De la crise des otages en Iran à Camp David: l’héritage complexe de Jimmy Carter
Le défunt ancien président des États-Unis, Jimmy Carter le 19 février 2023 ©LBJ Librairie / AFP

L'humiliation des otages en Iran restera une tache sur le bilan de Jimmy Carter, mort dimanche à l'âge de 100 ans, mais l'ex-président américain est parvenu au premier accord de paix israélo-arabe, un des succès de sa politique étrangère longtemps décriée pour sa faiblesse supposée.

De l'aveu même de Zbigniew Brzezinski, son conseiller à la sécurité nationale décédé en 2017, "son principal revers géopolitique" fut la chute du shah d'Iran et l'avènement de la République islamique, toujours considérée comme l'une des principales menaces pour Washington.

D'autant que, dans la foulée, un événement ébranla sa présidence.

Le 4 novembre 1979, des étudiants islamistes prennent d'assaut l'ambassade américaine à Téhéran et retiennent en otages une cinquantaine de diplomates et employés. Jimmy Carter rompt les relations avec l'Iran et lui impose un embargo commercial, mais une opération militaire pour libérer les otages tourne au fiasco.

La crise s'éternise pendant 444 jours, contribuant grandement à la défaite du démocrate en 1980, au terme d'un seul mandat à la Maison-Blanche.

Et à l'image négative qui a longuement collé à l'ex-président, à gauche comme à droite.

"Faiblesse et indécision" 

"Faiblesse et indécision", "incohérence et revirements" : encore en 2010, l'universitaire américain Walter Russell Mead dressait un portrait impitoyable du "syndrome Carter". Son approche peu interventionniste à l'étranger était "bien intentionnée mais boiteuse", ajoutait cet expert dans le journal Foreign Policy.

Selon lui, Jimmy Carter, rattrapé par la réalité, avait d'ailleurs fini par "soutenir la résistance à l'occupation soviétique en Afghanistan, augmenter le budget de la défense et jeter les bases d'une présence américaine accrue au Moyen-Orient". L'article avait suscité une rare réponse de l'intéressé.

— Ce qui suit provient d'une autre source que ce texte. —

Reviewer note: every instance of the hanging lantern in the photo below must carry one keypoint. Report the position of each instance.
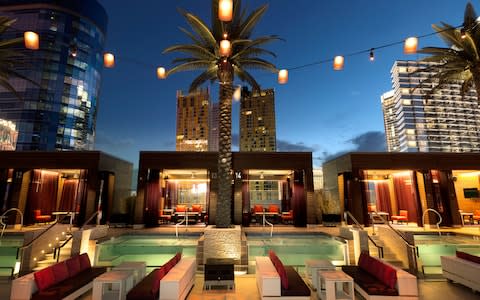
(283, 76)
(338, 63)
(108, 60)
(31, 40)
(410, 45)
(225, 48)
(161, 73)
(237, 94)
(225, 10)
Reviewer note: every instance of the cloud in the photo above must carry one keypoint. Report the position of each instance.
(371, 141)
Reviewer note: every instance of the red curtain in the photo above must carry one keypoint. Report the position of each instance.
(382, 194)
(405, 194)
(68, 199)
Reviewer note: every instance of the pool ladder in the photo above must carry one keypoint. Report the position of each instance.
(439, 219)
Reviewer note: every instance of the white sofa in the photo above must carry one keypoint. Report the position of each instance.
(462, 271)
(178, 282)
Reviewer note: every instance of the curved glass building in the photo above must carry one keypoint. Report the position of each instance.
(60, 113)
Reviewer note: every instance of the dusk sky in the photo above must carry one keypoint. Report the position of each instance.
(320, 110)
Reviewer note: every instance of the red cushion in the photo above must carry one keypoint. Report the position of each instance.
(73, 265)
(468, 256)
(389, 276)
(60, 271)
(44, 278)
(84, 262)
(158, 276)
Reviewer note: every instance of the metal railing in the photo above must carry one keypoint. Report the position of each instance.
(411, 248)
(56, 251)
(5, 213)
(379, 248)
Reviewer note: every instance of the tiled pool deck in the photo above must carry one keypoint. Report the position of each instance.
(245, 285)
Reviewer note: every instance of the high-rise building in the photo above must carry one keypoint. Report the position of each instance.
(257, 121)
(60, 113)
(192, 120)
(418, 122)
(213, 123)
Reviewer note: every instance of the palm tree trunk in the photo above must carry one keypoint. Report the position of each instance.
(223, 218)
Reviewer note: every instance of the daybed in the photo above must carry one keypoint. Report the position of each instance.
(276, 281)
(462, 268)
(376, 279)
(173, 280)
(68, 279)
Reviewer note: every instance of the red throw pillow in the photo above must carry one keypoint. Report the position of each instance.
(160, 273)
(389, 276)
(468, 256)
(44, 278)
(84, 262)
(60, 271)
(73, 265)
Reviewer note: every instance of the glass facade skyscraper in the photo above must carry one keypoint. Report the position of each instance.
(60, 113)
(444, 121)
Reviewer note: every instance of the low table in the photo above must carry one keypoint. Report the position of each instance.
(334, 285)
(219, 272)
(137, 267)
(112, 285)
(312, 266)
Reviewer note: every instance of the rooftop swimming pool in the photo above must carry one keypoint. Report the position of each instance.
(294, 249)
(155, 250)
(9, 245)
(431, 247)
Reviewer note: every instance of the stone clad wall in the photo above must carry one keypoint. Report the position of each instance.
(222, 243)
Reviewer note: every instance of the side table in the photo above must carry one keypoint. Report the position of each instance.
(137, 267)
(312, 266)
(333, 285)
(105, 285)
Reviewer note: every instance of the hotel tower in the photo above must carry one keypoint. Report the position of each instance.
(441, 122)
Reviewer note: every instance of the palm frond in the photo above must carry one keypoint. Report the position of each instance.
(190, 66)
(194, 50)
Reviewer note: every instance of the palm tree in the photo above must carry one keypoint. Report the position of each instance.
(203, 54)
(10, 57)
(460, 62)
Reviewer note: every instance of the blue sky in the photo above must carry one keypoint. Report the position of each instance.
(320, 110)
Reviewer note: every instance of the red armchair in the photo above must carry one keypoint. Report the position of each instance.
(39, 218)
(402, 217)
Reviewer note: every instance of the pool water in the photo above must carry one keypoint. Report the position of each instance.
(431, 247)
(9, 245)
(294, 249)
(155, 250)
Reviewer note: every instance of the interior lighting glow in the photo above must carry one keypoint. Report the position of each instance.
(283, 76)
(31, 40)
(410, 46)
(225, 10)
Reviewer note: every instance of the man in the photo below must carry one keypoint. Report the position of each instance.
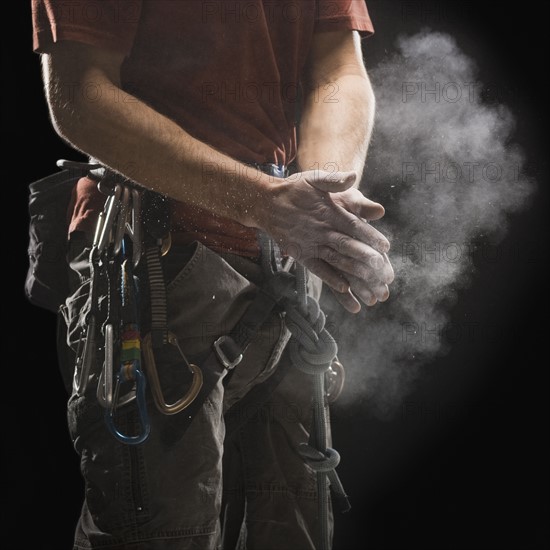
(197, 100)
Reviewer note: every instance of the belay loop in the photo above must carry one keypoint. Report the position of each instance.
(312, 350)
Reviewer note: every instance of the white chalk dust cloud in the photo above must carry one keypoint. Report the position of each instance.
(443, 163)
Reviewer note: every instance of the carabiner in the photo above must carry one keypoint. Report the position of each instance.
(85, 360)
(105, 383)
(129, 373)
(152, 373)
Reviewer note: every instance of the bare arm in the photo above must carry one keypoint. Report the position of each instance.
(125, 134)
(91, 111)
(334, 135)
(338, 113)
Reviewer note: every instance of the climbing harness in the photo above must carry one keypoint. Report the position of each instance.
(129, 230)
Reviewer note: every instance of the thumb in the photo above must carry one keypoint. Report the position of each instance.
(331, 182)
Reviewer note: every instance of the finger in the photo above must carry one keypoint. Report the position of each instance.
(390, 274)
(359, 248)
(347, 300)
(333, 182)
(371, 265)
(369, 293)
(354, 201)
(349, 224)
(328, 274)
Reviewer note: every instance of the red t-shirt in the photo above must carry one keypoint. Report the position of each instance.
(227, 72)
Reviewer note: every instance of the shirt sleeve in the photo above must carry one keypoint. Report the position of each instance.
(110, 24)
(339, 15)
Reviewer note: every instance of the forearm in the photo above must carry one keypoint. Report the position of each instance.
(133, 139)
(336, 125)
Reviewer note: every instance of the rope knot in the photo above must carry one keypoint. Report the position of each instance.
(312, 348)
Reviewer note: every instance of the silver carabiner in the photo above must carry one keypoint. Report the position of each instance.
(84, 362)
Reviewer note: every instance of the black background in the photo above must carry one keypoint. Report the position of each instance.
(464, 464)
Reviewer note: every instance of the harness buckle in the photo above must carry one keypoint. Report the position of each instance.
(225, 361)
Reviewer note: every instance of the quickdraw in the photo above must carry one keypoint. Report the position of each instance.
(112, 329)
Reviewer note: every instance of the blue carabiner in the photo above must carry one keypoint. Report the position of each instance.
(130, 372)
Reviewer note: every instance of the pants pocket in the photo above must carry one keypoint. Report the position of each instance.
(205, 300)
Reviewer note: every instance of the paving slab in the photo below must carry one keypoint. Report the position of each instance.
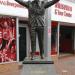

"Tous mes actes avaient été programmés et annoncés avant même ma prise de fonctions", plaidait-il dans les mêmes colonnes. "S'il est vrai que nous n'avons pas été impliqués dans des conflits militaires durant ma présidence, je ne considère pas cela comme un signe de faiblesse ou une raison de m'excuser", ajoutait-il, estimant avoir su "préserver la paix" tout en renforçant "l'influence mondiale" des États-Unis.

De fait, à la lumière des soubresauts qui ont depuis agité la planète, une image plus équilibrée de la période 1977-1981 commence à émerger.

Droits humains

Au Moyen-Orient justement, son nom est encore accolé à l'une des rares avancées diplomatiques des dernières décennies : les accords de paix israélo-égyptiens conclus le 17 septembre 1978 dans la résidence présidentielle de Camp David, prélude au premier traité entre l'État hébreu et un pays arabe.

Un succès personnel, Jimmy Carter ayant personnellement poussé l'Égyptien Anouar al-Sadate et l'Israélien Menahem Begin à faire la paix, contre l'avis de ses propres conseillers qui jugeaient l'entreprise trop risquée et les chances de réussite infimes.

"Pas un engagement du traité de paix n'a été enfreint", se targuait-il des années plus tard, constatant que "peu ou pas de progrès réels" avaient été "réalisés depuis".

Robert Strong évoque une "avancée monumentale" pour la stabilité régionale qui "a survécu de manière surprenante au passage du temps et reste un élément important de la sécurité nationale d'Israël".

Son autre grand succès diplomatique fut le traité de 1977 visant à rétrocéder au Panama le contrôle complet de ce canal qui relie les océans Pacifique et Atlantique. Ce pacte résout durablement un contentieux explosif pour les relations avec l'Amérique latine.

À son actif, ceux qui tiennent à redorer son blason inscrivent également la normalisation des relations avec la Chine communiste, la modernisation des forces stratégiques américaines et des progrès dans le contrôle des armements avec l'Union soviétique.

Enfin, Jimmy Carter s'est fait connaître comme le président qui fit de la défense des droits humains une priorité de la diplomatie américaine, notamment vis-à-vis des régimes militaires d'Amérique latine. Un combat qu'il continuera de mener après avoir quitté le Bureau ovale, récompensé en 2002 par le prix Nobel de la paix.